À travers les actes de diffusion et de critique du contenu numérique, les fans cartographient l’histoire de la culture des battles de rap et de ses pratiques contemporaines, tout en faisant intervenir des discours interculturels complexes sur des questions de race, de genre et de liberté d’expression. Les fans créent et diffusent des significations dans le contexte des forums dédiés au battles de rap à travers leur analyse détaillée de la politique et de l’esthétique intégrées dans le contenu dirigé par les fans.

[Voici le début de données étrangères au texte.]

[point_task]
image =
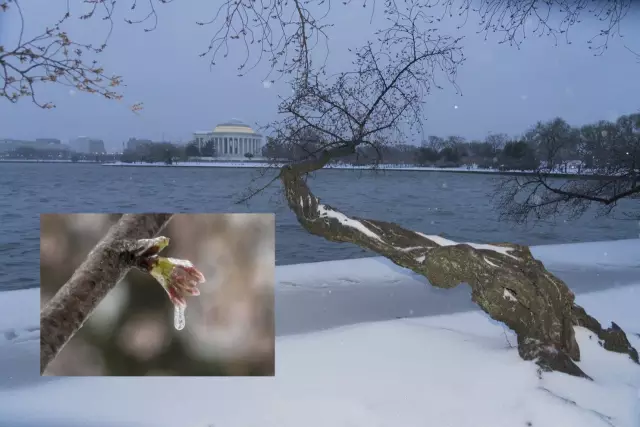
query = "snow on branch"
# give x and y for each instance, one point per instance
(506, 281)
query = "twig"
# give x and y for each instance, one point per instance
(104, 267)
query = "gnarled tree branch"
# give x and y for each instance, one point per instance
(506, 281)
(105, 266)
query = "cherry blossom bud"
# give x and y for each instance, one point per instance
(178, 277)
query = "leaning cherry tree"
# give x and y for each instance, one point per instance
(377, 101)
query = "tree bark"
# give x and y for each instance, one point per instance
(104, 267)
(507, 282)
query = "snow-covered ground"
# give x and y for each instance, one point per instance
(258, 165)
(398, 353)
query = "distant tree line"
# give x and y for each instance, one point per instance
(552, 145)
(31, 153)
(156, 152)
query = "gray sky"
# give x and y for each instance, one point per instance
(503, 89)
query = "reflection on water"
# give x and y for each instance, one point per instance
(432, 202)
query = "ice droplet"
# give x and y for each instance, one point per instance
(178, 317)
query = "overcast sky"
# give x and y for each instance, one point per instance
(503, 89)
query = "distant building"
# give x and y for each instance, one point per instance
(231, 140)
(48, 141)
(39, 144)
(88, 145)
(135, 143)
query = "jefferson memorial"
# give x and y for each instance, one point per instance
(232, 139)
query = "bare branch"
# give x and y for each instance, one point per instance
(105, 266)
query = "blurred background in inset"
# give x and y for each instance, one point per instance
(229, 327)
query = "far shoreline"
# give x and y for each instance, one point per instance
(262, 165)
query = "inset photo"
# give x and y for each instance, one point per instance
(157, 294)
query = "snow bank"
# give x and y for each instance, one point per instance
(449, 370)
(254, 164)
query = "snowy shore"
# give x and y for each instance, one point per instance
(399, 353)
(383, 167)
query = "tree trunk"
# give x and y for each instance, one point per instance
(507, 282)
(105, 266)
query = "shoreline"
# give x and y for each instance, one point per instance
(258, 165)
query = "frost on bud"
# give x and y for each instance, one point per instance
(150, 247)
(180, 279)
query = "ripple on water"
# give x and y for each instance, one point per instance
(412, 199)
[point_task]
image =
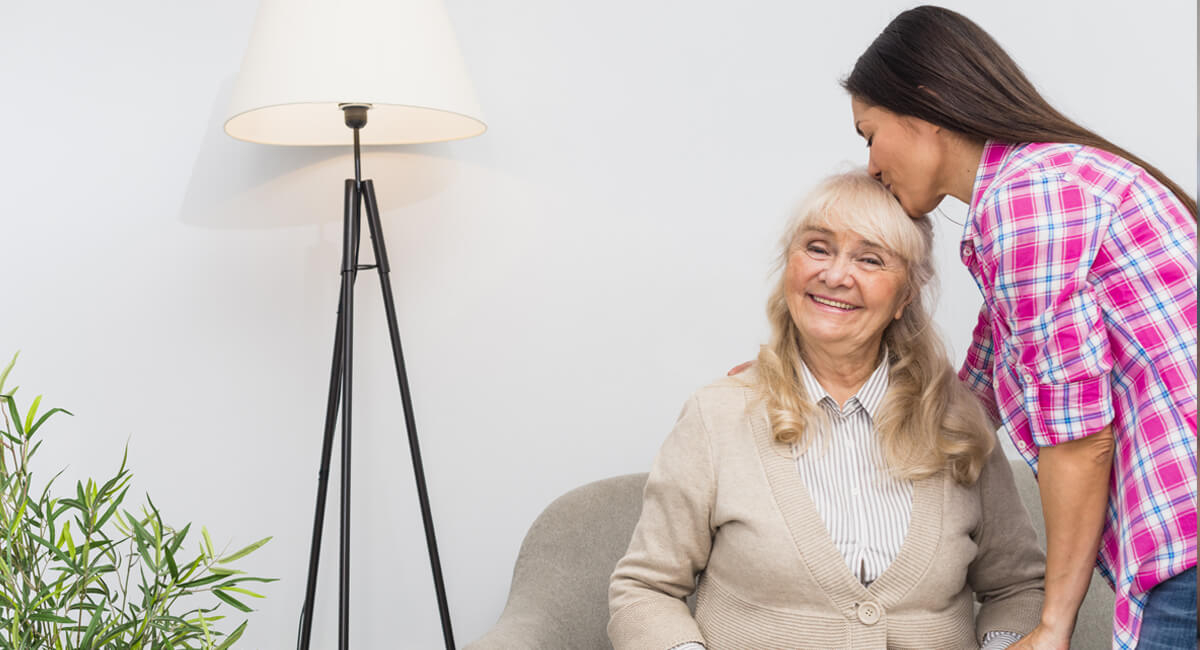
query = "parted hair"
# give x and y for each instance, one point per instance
(928, 420)
(937, 65)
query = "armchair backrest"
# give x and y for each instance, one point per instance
(559, 594)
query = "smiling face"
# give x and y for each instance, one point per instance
(843, 290)
(907, 155)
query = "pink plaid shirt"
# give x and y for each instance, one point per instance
(1089, 275)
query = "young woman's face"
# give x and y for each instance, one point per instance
(905, 154)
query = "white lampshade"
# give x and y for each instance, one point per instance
(307, 56)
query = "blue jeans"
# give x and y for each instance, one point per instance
(1169, 621)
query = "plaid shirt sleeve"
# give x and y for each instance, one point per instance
(976, 372)
(1045, 232)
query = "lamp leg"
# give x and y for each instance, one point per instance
(339, 393)
(349, 270)
(381, 253)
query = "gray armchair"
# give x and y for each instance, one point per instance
(559, 594)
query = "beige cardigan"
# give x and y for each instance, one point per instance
(724, 501)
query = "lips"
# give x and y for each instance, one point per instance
(834, 304)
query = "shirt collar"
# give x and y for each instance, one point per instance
(994, 158)
(869, 396)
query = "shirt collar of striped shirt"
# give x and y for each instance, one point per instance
(869, 396)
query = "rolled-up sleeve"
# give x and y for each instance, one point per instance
(1047, 236)
(977, 367)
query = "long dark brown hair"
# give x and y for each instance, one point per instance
(936, 65)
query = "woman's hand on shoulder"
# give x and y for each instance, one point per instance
(739, 368)
(1042, 638)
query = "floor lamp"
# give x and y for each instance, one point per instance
(355, 72)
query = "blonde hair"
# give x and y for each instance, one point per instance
(928, 420)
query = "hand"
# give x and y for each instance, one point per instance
(739, 367)
(1042, 638)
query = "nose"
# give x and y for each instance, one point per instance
(838, 272)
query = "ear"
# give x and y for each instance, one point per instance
(901, 307)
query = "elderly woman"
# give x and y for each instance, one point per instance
(847, 491)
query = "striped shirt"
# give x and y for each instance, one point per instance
(864, 509)
(1089, 275)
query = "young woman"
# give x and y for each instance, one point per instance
(1085, 350)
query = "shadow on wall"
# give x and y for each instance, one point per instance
(238, 185)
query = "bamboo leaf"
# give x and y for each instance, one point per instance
(33, 411)
(208, 541)
(202, 582)
(231, 600)
(46, 615)
(244, 552)
(4, 375)
(45, 417)
(240, 590)
(16, 420)
(233, 637)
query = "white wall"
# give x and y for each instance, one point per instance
(563, 282)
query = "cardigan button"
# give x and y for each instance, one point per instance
(869, 613)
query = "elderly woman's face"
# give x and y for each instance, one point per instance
(843, 290)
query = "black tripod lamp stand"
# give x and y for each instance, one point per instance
(414, 89)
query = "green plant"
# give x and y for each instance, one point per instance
(79, 571)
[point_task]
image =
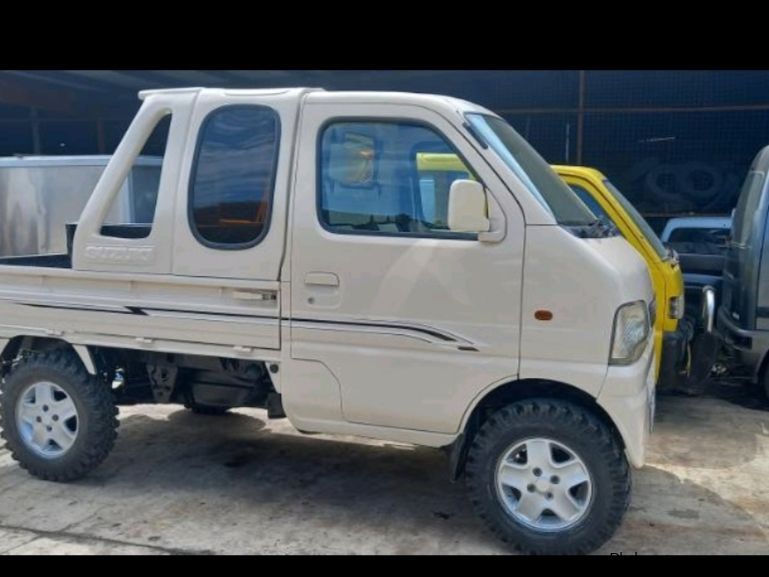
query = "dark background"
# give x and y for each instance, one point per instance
(674, 141)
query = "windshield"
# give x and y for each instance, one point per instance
(546, 186)
(750, 196)
(639, 221)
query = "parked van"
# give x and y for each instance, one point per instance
(298, 259)
(743, 314)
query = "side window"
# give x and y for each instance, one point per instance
(133, 209)
(386, 178)
(233, 176)
(702, 235)
(591, 202)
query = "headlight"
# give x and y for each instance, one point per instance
(631, 330)
(676, 307)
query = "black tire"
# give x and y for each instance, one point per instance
(579, 430)
(96, 414)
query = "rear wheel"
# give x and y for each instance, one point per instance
(548, 477)
(58, 421)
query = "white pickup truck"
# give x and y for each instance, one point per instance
(299, 261)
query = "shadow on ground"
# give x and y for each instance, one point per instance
(235, 485)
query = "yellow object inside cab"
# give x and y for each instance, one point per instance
(671, 337)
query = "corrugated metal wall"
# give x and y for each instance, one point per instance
(674, 141)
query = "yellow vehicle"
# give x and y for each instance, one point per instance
(672, 335)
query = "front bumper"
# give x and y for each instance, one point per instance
(628, 396)
(750, 345)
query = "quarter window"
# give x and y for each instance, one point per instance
(379, 177)
(234, 176)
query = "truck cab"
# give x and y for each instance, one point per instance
(297, 260)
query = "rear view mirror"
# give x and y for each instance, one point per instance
(467, 207)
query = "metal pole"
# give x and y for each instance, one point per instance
(581, 116)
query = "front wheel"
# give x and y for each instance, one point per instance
(548, 477)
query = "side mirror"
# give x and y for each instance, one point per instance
(467, 207)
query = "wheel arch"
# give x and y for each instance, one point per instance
(510, 392)
(13, 346)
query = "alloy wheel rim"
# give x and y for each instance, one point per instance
(47, 419)
(543, 484)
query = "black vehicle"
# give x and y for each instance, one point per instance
(743, 316)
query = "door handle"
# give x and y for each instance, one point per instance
(321, 279)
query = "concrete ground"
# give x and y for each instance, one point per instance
(183, 483)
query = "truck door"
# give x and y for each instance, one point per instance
(413, 320)
(229, 222)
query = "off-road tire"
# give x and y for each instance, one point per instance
(578, 429)
(97, 415)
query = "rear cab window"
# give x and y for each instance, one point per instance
(233, 177)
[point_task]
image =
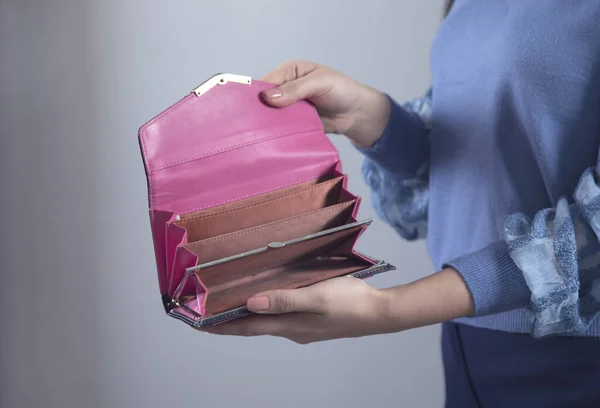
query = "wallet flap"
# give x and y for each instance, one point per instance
(189, 149)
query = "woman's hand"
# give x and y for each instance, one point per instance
(344, 105)
(337, 308)
(349, 307)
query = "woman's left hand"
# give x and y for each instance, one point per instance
(337, 308)
(349, 307)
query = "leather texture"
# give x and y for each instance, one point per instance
(227, 174)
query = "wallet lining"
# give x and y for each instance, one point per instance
(229, 285)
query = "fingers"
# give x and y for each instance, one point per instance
(288, 71)
(287, 301)
(305, 87)
(296, 80)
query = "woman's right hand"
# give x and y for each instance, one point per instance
(345, 106)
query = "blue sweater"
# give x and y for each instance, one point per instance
(497, 164)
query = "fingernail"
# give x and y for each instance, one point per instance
(258, 303)
(273, 93)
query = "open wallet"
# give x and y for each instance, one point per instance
(245, 198)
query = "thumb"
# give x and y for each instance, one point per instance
(290, 92)
(285, 301)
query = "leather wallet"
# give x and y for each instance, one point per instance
(245, 198)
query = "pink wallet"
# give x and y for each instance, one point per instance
(245, 198)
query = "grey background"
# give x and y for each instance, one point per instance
(81, 320)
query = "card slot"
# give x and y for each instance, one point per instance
(226, 245)
(230, 284)
(265, 209)
(256, 198)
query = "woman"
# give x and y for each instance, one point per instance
(496, 164)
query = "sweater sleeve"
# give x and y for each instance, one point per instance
(396, 168)
(549, 264)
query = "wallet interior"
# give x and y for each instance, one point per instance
(288, 214)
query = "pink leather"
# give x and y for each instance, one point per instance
(224, 146)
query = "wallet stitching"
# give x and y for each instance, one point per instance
(233, 147)
(143, 130)
(228, 212)
(248, 195)
(255, 229)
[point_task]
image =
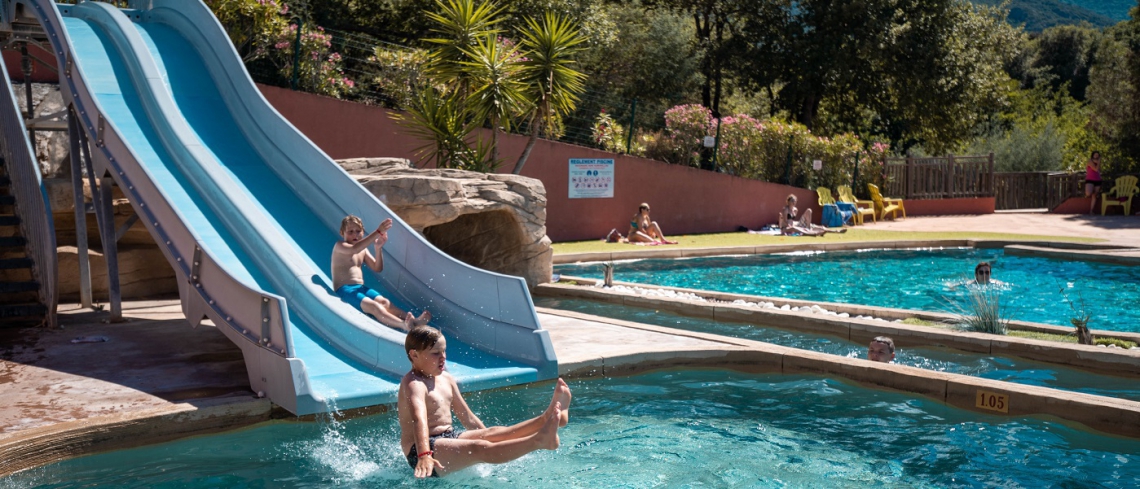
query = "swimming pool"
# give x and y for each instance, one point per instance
(667, 429)
(922, 279)
(938, 359)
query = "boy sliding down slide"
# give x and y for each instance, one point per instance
(348, 279)
(429, 393)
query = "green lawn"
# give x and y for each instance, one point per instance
(852, 235)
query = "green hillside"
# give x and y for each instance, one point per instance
(1037, 15)
(1114, 9)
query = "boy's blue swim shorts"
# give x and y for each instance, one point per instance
(356, 293)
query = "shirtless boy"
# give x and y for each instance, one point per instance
(428, 397)
(348, 279)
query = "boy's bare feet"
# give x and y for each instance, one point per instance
(547, 437)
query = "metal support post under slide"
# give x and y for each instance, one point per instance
(105, 217)
(84, 266)
(26, 67)
(110, 247)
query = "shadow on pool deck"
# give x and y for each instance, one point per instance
(151, 360)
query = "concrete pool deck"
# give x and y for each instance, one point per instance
(90, 397)
(165, 380)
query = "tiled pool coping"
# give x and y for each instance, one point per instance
(1113, 360)
(1067, 250)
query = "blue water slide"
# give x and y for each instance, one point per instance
(246, 210)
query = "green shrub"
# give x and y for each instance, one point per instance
(982, 312)
(1118, 342)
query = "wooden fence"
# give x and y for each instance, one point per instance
(1059, 187)
(1024, 189)
(1035, 189)
(941, 177)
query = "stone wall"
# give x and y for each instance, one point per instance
(53, 148)
(488, 220)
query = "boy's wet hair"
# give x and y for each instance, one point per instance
(350, 220)
(885, 340)
(420, 339)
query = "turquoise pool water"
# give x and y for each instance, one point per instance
(670, 429)
(923, 279)
(999, 368)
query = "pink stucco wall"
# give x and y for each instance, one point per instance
(684, 200)
(950, 206)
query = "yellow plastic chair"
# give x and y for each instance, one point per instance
(825, 200)
(825, 197)
(862, 208)
(886, 204)
(1121, 194)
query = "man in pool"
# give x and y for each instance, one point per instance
(429, 393)
(881, 349)
(982, 274)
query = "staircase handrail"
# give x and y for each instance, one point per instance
(34, 206)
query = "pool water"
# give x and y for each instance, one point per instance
(922, 279)
(939, 359)
(667, 429)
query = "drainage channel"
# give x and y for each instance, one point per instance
(937, 359)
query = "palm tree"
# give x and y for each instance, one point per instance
(497, 95)
(444, 123)
(459, 26)
(553, 83)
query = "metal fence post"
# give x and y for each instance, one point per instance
(633, 115)
(296, 54)
(788, 165)
(716, 146)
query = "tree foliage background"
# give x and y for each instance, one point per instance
(925, 76)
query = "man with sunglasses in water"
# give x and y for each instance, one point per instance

La coproduction et la contestation perpétuelles inhérentes aux discours numériques des battles de rap empêchent l’émergence d’un récit hégémonique singulier, usurpant ainsi les hiérarchies présentes dans les pratiques archivistiques traditionnelles.

Notice biographique

Sean Robertson-Palmer est actuellement professeur adjoint (contrat à durée limitée) à la School of Arts, Media, Performance and Design de l’Université York à Toronto, au Canada. Il est spécialiste du théâtre collaboratif, de la performance numérique et de l’histoire du théâtre. Sean est aussi un interprète interdisciplinaire dont le travail a été présenté au Théâtre Passe Muraille, à la Nuit Blanche de Toronto et au Festival Summerworks. Ses écrits sur la musique, la culture pop et la mode ont été publiés dans GQ Magazine et ses écrits sur la performance hip-hop et les fandoms seront publiés dans la prochaine anthologie Hip Hop Archives: The Politics and Poetics of Knowledge Production, sous la direction de Mark V. Campbell et Murray Forman.